About 30 days ago our Rako Science data modelling team noticed something new. Countries with high adult vaccination rates were experiencing rapid growth COVID-19 Delta variant outbreaks and surges. The Netherlands, Belgium, Germany and the United States all had steep increases in cases.
The good news is that hospitalisation and death rates are order of magnitude lower - vaccines are great for reducing the risks of serious COVID-19 disease. Get vaccinated now if you can! The bad news is that it points to the possibility that, with the more infectious Delta variant, vaccinated people are still catching COVID-19 and they are infectious and spreading it to both vaccinated and unvaccinated people. Last weekend, a Massachusetts pre-print study was released on the US CDC site and it found 74% of infections occurred in fully vaccinated people and viral load were the same in vaccinated people as those that were not. Here is the link to the pre-print.

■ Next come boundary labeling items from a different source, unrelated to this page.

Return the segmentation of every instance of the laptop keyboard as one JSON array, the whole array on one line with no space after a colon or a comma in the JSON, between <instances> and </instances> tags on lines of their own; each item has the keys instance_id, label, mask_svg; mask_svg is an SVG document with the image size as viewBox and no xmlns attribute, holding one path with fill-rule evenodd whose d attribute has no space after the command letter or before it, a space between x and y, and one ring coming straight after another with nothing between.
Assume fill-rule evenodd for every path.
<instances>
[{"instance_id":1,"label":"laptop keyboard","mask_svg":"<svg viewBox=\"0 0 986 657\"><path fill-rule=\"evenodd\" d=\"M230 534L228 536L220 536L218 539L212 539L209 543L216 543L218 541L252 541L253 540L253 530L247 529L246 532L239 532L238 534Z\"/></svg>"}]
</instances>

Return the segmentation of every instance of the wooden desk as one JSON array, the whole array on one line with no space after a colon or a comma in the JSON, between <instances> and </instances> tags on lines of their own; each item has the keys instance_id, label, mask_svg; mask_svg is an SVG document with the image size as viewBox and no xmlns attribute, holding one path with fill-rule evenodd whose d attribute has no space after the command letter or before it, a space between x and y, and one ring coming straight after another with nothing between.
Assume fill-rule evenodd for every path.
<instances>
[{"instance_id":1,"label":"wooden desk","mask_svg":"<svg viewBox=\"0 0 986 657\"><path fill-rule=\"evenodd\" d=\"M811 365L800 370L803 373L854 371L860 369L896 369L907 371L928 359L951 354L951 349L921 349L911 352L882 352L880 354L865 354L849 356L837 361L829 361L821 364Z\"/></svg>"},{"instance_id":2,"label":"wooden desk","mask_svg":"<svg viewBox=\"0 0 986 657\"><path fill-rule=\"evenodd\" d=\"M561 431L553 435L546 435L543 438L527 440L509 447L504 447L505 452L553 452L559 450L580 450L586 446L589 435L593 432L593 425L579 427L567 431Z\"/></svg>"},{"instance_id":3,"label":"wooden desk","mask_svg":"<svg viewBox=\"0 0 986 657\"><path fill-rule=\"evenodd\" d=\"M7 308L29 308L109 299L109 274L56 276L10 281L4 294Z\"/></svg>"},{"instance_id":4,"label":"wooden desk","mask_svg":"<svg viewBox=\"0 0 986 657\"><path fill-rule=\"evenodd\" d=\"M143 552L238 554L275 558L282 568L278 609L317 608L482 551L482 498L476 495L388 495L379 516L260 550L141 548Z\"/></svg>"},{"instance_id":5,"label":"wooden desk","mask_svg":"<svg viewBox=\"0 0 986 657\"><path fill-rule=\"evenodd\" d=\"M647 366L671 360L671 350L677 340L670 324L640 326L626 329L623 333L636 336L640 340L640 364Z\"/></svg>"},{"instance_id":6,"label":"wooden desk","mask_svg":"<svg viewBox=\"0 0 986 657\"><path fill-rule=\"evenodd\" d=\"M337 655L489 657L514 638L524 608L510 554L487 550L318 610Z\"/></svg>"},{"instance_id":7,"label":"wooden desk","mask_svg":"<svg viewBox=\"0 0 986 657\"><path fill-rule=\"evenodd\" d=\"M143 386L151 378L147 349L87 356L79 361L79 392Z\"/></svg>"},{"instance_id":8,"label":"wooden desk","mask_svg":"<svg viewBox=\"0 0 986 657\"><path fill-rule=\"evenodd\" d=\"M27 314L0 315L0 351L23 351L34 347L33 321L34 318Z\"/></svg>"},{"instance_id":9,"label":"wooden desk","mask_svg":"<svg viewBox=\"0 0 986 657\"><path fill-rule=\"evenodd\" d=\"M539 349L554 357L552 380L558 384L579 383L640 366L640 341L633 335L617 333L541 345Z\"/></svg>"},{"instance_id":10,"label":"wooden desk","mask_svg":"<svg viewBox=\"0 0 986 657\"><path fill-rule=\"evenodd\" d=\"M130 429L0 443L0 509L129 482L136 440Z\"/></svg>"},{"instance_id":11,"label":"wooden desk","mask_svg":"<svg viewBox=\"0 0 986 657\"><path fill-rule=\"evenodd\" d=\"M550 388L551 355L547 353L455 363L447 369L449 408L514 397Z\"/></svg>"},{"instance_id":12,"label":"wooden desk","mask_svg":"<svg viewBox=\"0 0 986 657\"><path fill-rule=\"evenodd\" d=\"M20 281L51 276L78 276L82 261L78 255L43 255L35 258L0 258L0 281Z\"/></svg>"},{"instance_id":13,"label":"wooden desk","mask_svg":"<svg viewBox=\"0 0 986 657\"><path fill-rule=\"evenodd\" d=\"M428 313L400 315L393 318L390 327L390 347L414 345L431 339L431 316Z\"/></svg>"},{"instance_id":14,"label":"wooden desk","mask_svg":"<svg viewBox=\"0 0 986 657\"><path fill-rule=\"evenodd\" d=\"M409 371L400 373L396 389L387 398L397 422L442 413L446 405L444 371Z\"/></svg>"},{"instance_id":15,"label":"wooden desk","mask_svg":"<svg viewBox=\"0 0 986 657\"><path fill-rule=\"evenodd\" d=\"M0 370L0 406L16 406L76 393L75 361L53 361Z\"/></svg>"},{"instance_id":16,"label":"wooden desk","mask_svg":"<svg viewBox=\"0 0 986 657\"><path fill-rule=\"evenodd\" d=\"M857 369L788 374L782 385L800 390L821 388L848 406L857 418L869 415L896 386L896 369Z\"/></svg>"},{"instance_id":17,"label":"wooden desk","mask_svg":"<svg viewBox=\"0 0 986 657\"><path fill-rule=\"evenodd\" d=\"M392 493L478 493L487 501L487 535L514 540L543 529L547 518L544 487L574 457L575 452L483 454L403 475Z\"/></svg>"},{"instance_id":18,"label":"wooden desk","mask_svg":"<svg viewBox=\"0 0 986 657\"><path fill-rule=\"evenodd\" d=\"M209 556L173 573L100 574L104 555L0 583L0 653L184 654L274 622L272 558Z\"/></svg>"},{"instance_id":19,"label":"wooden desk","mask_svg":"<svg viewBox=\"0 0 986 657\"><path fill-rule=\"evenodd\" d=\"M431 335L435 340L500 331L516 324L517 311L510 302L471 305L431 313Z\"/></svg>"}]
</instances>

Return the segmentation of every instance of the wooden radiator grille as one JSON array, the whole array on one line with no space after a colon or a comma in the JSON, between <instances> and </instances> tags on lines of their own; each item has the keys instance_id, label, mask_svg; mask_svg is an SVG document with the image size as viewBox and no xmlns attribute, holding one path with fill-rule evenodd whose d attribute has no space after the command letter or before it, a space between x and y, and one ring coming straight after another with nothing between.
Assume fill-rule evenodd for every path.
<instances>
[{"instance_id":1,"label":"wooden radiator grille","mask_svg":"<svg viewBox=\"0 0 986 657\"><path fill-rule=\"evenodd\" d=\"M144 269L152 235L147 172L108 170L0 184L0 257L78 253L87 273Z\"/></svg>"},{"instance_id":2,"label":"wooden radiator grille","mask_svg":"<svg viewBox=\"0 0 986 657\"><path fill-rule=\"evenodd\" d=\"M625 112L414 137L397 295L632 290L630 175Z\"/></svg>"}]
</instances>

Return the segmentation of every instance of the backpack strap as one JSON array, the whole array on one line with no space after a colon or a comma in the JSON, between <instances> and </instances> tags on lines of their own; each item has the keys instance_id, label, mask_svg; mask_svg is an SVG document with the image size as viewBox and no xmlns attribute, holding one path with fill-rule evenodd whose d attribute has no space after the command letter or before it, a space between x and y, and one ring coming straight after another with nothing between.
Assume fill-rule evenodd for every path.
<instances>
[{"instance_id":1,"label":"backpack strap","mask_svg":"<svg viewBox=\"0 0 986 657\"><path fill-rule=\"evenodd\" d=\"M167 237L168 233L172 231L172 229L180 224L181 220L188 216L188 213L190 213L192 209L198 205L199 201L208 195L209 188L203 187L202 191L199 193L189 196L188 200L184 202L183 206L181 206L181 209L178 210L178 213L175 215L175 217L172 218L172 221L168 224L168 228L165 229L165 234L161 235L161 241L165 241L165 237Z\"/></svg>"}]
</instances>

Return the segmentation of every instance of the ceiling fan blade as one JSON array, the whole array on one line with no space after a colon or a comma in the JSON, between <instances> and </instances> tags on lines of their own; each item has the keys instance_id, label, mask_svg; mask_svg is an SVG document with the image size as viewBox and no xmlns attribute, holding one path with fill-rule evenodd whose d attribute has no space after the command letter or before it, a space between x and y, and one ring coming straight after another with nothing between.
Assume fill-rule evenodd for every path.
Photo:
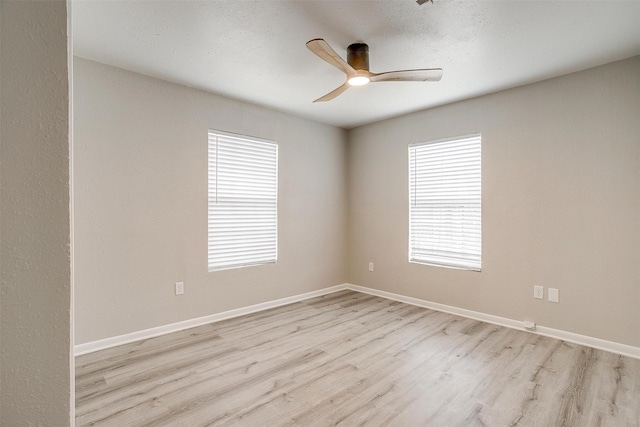
<instances>
[{"instance_id":1,"label":"ceiling fan blade","mask_svg":"<svg viewBox=\"0 0 640 427\"><path fill-rule=\"evenodd\" d=\"M347 89L349 89L349 83L345 82L342 86L339 86L339 87L335 88L334 90L332 90L331 92L329 92L325 96L321 96L320 98L316 99L313 102L331 101L333 98L335 98L336 96L340 95L342 92L344 92Z\"/></svg>"},{"instance_id":2,"label":"ceiling fan blade","mask_svg":"<svg viewBox=\"0 0 640 427\"><path fill-rule=\"evenodd\" d=\"M340 55L338 55L336 51L331 48L331 46L329 46L329 43L327 43L323 39L309 40L307 42L307 47L311 52L315 53L320 58L324 59L329 64L333 65L346 75L350 75L356 72L356 70L354 70L351 65L347 64L347 62L342 59Z\"/></svg>"},{"instance_id":3,"label":"ceiling fan blade","mask_svg":"<svg viewBox=\"0 0 640 427\"><path fill-rule=\"evenodd\" d=\"M442 78L442 68L389 71L373 74L372 82L437 82Z\"/></svg>"}]
</instances>

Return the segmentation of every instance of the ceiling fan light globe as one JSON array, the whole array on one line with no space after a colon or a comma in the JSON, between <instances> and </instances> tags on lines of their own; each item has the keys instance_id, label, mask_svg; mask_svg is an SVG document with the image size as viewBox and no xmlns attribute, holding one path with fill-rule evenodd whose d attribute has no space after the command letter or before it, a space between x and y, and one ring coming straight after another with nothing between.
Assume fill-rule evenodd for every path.
<instances>
[{"instance_id":1,"label":"ceiling fan light globe","mask_svg":"<svg viewBox=\"0 0 640 427\"><path fill-rule=\"evenodd\" d=\"M348 80L351 86L364 86L369 83L369 81L369 77L365 76L354 76Z\"/></svg>"}]
</instances>

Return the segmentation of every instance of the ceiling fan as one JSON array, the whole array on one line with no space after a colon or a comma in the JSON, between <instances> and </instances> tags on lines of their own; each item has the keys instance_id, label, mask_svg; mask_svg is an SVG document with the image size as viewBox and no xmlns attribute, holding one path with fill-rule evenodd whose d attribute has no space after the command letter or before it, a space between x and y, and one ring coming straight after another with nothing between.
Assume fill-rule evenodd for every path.
<instances>
[{"instance_id":1,"label":"ceiling fan","mask_svg":"<svg viewBox=\"0 0 640 427\"><path fill-rule=\"evenodd\" d=\"M369 46L365 43L353 43L349 45L347 48L346 61L323 39L309 40L307 47L311 52L347 76L347 80L342 86L339 86L313 102L330 101L351 86L362 86L369 82L437 82L442 78L442 68L421 68L417 70L372 73L369 71Z\"/></svg>"}]
</instances>

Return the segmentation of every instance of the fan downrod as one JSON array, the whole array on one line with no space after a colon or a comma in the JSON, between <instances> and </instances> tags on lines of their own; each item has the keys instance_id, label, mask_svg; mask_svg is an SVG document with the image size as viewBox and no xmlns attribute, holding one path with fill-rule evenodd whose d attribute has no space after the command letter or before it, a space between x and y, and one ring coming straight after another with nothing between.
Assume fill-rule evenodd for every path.
<instances>
[{"instance_id":1,"label":"fan downrod","mask_svg":"<svg viewBox=\"0 0 640 427\"><path fill-rule=\"evenodd\" d=\"M354 70L369 71L369 45L366 43L353 43L347 48L347 64Z\"/></svg>"}]
</instances>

New Zealand's fully vaccinated border workers can catch the Delta variant and they can spread it. With Delta, the risk of border outbreaks must have increased. And, more broadly, vaccination remains incredibly important but it may no longer be able to deliver herd immunity. The policy consequences of this are massive. Vaccination remains extremely important if not more important with Delta. And high sensitivity, high frequency testing is now more important than ever for protecting the team of five million while vaccination rates are low AND for protecting vulnerable communities and people when they are high.

Rako Science has a data science and modelling arm [CloseAssociate] and in May 2020 we deployed a new method for calculating effective reproduction numbers in countries, states and counties all over the globe using Johns Hopkins daily case data.
PS If you have read this far, my apologies for the pun in the headline.